When "PAIRED" is selected in Experiment, paired reads are grouped in a Run.

DRA generates fastq from SRA files by using SRA toolkit and provide sequencing data in both file formats.

More than two fastq files are provided for paired reads. Paired reads are divided into a file with "_1" (example, DRR000001_1.fastq.bz2) and "_2" (example, DRR000001_2.fastq.bz2). Reads without pair are provided in a file without "_1" nor "_2" (example, DRR000001.fastq.bz2).

Created: December 25, 2014; Last updated: December 25, 2015

I can not scp transfer my files.

First, confirm the following basic points.

  • Authentification is by using SSH key not by password.
  • A private key is pair of a public key registered in a D-way submission account.
  • A private key file has read permission.
  • A passphrase for private key is correctly entered.

When transferring data files by using a private key generated in the other operating system, please check format of a private key. Convert private key

In Unix/Mac OS X: Convert a key in the Windows PuTTY file format into the OpenSSH.

In Windows WinSCP: Convert a key in the Unix/Mac OS X OpenSSH file format into the Windows PuTTY format.

When these are correct, please confirm your system administrators whether scp (port 22) is allowed or not.

Created: November 19, 2014; Last updated: February 12, 2015

What is an MD5 checksum and how do I compute it?

MD5 checksums are used by the DRA to verify the integrity of transmitted data. MD5 checksums are a 32-character alphanumeric string like. Please refer to the manual.

bf4ac50dcd58bd2860dfac48c7fca348

Created: June 4, 2014; Last updated: June 6, 2014

How to deal with validation errors?

data excessive while validating formatter within short read archive module - cummulative length of reads data in file(s): 152 is greater than spot length declared in experiment: 76 in spot 'xxxx'

Spot length value in Experiment differs from actual read length.
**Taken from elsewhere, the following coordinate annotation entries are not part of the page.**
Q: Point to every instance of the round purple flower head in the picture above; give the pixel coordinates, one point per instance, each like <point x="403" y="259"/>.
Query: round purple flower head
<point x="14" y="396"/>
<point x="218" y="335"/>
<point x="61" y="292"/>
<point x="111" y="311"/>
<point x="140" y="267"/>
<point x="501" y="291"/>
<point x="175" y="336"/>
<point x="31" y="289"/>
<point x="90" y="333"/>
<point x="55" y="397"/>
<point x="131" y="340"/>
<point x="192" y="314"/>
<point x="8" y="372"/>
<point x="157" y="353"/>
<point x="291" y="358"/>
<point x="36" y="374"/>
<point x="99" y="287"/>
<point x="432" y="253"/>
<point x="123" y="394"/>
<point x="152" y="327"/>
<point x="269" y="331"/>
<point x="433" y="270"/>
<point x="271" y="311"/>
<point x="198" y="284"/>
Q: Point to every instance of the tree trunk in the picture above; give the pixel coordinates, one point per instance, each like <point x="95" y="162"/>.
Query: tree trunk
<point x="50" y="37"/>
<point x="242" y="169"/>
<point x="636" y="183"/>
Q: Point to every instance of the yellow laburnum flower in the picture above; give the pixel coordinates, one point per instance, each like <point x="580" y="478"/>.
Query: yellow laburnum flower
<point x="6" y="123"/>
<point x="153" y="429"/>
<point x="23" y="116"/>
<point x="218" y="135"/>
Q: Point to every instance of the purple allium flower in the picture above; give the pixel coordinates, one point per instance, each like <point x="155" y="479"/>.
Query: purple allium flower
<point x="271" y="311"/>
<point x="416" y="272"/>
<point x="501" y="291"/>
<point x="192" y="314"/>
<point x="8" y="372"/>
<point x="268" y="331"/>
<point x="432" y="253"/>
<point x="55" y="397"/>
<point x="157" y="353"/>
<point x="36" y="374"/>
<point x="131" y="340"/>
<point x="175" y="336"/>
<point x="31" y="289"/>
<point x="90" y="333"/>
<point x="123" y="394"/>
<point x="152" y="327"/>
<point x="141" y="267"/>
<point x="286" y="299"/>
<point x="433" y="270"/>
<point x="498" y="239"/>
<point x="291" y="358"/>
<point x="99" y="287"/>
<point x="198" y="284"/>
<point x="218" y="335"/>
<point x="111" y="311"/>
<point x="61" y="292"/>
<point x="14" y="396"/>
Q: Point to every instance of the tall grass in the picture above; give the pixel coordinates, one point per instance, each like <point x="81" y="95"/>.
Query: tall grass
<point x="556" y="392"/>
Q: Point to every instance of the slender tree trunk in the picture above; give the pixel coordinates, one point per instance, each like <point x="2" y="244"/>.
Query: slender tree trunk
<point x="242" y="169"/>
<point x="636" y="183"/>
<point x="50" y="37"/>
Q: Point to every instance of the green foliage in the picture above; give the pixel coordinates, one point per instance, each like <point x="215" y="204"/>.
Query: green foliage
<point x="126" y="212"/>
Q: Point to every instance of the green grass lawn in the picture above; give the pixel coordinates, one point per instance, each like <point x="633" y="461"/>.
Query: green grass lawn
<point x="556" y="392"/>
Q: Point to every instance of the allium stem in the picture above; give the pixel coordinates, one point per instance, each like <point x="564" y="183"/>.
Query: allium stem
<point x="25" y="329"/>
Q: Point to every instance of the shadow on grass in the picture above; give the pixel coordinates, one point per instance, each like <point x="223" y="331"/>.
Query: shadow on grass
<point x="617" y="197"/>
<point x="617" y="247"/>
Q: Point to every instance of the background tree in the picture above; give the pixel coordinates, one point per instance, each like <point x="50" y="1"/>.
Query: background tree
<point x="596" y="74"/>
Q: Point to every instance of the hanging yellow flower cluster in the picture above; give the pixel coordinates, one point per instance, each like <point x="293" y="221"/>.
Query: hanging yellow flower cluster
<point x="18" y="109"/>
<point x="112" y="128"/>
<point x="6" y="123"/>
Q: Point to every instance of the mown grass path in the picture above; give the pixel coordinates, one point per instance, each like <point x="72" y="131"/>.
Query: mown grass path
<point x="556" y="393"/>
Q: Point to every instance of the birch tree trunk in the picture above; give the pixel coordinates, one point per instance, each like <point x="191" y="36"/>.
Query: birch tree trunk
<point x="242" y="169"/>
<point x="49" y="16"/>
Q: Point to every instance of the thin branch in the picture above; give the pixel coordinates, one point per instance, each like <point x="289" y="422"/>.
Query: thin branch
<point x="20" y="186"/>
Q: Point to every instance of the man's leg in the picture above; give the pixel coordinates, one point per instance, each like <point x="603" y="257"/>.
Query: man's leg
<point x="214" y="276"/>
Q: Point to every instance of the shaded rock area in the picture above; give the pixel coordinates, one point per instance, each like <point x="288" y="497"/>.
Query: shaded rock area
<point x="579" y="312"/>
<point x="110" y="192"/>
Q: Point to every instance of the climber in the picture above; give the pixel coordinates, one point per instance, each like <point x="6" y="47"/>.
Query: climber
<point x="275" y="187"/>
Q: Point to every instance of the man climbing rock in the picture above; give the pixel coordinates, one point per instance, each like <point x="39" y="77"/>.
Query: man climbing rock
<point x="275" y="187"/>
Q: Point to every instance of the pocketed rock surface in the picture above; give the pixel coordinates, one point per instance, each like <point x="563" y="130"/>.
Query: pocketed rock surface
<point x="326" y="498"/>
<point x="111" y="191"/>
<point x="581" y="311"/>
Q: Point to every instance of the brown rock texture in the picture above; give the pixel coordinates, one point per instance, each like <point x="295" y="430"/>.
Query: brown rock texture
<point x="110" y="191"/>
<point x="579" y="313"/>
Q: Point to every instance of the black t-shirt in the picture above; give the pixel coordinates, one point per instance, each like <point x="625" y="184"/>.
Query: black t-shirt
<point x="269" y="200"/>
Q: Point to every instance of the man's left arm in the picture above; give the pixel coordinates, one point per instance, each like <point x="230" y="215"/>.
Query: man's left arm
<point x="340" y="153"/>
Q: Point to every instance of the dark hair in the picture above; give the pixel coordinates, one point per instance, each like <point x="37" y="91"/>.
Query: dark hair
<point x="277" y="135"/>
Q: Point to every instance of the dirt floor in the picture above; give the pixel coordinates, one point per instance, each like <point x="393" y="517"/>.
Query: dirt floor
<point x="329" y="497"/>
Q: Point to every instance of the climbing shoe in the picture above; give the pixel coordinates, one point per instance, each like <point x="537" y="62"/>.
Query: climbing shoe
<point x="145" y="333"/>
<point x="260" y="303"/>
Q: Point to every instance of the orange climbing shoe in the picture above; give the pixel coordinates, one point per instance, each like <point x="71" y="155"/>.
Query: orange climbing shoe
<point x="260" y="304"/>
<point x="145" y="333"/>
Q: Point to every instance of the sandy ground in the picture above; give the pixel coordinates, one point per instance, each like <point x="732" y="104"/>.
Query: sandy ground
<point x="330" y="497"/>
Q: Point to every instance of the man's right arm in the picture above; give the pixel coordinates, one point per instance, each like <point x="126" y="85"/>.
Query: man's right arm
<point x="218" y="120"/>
For paired library, enter a sum of paired read lengths in the Spot length.

fastq-load err: data inconsistent while validating formatter within short read archive module - cummulative length of reads data in file(s): 70 is less than spot length declared in experiment: 152, most probably mate-pair is absent in spot 'xxxx'

When 'fastq' is selected for the filetype in Run, "read length should be constant" and "paired reads must appear in the same order in the paired files". If the fastq files do not meet these conditions, validation errors occur. Revise the filetype from 'fastq' to 'generic_fastq'.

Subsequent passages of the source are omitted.